6. The method according to claim 2 or 3, characterized in that, The step of rewriting the content to be rewritten under the i-th rewriting dimension according to the i-th rewriting dimension to obtain the rewritten text corresponding to the i-th rewriting dimension includes: When the i-th rewriting dimension is the first dimension, historical interaction records are obtained, and the intent-related information corresponding to the text information is completed based on the historical interaction records to obtain the first rewritten text corresponding to the first dimension; wherein, the historical interaction records contain multi-round interaction text information generated between the user and the target home device before the current interaction process; When the i-th rewriting dimension is the second dimension, the first rewritten text is rewritten in a personalized way based on a preset database to obtain the second rewritten text corresponding to the second dimension; wherein, the preset database is used to store the user's personalized interaction information; When the i-th rewriting dimension is the third dimension, a list of home appliances is obtained, and the second rewritten text is subjected to intent parsing and reasoning based on the list of home appliances to obtain the third rewritten text corresponding to the third dimension; wherein, the list of home appliances includes a variety of home appliances and the functional definition corresponding to each home appliance.

7. The method according to claim 1, characterized in that, The step of rewriting the text information according to at least one rewriting dimension to obtain the initial text instruction includes: The text information is analyzed, and the target rewriting dimension for rewriting the text information is determined from N rewriting dimensions. The text information is rewritten according to the target rewriting dimension to obtain the initial text instruction.
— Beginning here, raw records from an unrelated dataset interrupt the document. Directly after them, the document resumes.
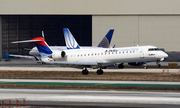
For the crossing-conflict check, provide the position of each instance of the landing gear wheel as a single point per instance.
(121, 66)
(99, 72)
(145, 67)
(158, 65)
(85, 72)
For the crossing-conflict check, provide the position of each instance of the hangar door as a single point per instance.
(26, 27)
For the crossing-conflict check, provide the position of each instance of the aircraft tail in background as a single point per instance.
(105, 42)
(70, 41)
(42, 47)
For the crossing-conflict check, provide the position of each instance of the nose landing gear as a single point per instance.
(85, 72)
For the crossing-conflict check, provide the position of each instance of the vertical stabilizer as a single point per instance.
(105, 42)
(70, 41)
(42, 47)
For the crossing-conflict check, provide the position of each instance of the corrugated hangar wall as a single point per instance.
(26, 27)
(161, 31)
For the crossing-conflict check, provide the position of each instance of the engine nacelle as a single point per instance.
(136, 63)
(57, 55)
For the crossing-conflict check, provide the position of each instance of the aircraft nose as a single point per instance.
(162, 55)
(165, 55)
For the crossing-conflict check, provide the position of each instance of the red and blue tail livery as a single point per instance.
(105, 43)
(42, 46)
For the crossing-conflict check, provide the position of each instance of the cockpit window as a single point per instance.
(154, 49)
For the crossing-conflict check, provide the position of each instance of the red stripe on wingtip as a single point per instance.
(40, 42)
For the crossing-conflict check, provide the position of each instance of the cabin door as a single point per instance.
(141, 53)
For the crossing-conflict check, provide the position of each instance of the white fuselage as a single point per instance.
(112, 55)
(34, 50)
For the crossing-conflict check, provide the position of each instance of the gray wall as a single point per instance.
(89, 7)
(160, 31)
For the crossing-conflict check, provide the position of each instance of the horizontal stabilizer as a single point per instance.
(21, 56)
(27, 41)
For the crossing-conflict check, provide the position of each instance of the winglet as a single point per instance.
(105, 42)
(70, 41)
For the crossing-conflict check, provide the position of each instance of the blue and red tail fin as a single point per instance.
(42, 47)
(70, 41)
(105, 42)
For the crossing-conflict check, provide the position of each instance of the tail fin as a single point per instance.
(105, 43)
(42, 46)
(70, 41)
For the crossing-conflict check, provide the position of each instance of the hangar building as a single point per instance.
(142, 22)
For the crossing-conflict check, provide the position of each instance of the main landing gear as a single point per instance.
(99, 72)
(158, 65)
(86, 72)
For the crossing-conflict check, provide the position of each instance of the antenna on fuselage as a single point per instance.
(43, 35)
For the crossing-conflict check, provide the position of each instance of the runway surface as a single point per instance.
(91, 82)
(93, 97)
(141, 70)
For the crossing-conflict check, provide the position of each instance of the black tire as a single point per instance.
(145, 67)
(120, 66)
(85, 72)
(158, 65)
(99, 72)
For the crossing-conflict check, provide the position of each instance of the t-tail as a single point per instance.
(70, 41)
(42, 47)
(105, 42)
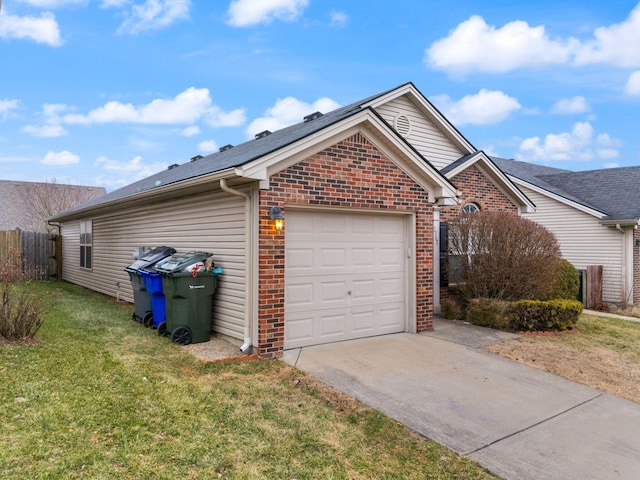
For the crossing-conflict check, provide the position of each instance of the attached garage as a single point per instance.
(346, 276)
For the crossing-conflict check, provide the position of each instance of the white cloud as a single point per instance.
(7, 107)
(42, 29)
(208, 146)
(53, 3)
(485, 107)
(186, 108)
(288, 111)
(570, 106)
(45, 131)
(633, 84)
(134, 169)
(475, 46)
(579, 144)
(153, 15)
(614, 45)
(339, 19)
(191, 131)
(61, 159)
(245, 13)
8. The method according to claim 1, 2, or 7, characterized in that, The process of normalizing the initial text instruction to obtain the target text instruction includes: The initial text instruction is processed by format standardization, domain classification, and invalid instruction filtering to obtain the target text instruction.

9. A control device for home appliances, characterized in that, The device includes: A conversion module is used to receive input voice signals and convert the voice signals into text information; The rewriting module is used to rewrite the text information according to N rewriting dimensions to obtain the initial text instruction; where N is an integer greater than or equal to 1. The processing module is used to standardize the initial text instruction to obtain the target text instruction; wherein the target text instruction is an executable instruction in a preset format; The control module is used to control the target home appliances based on the target text instructions.

10. An electronic device, characterized in that, include: Memory, used to store executable program code; A processor for calling and running the executable program code from the memory, causing the electronic device to perform the method as described in any one of claims 1 to 8.

11. A computer-readable storage medium, characterized in that, The computer-readable storage medium stores a computer program that, when executed, implements the method as described in any one of claims 1 to 8.

12. A computer program product, characterized in that, When the computer program product is run on a computer or processor, it causes the computer or processor to perform the method as described in any one of claims 1 to 8.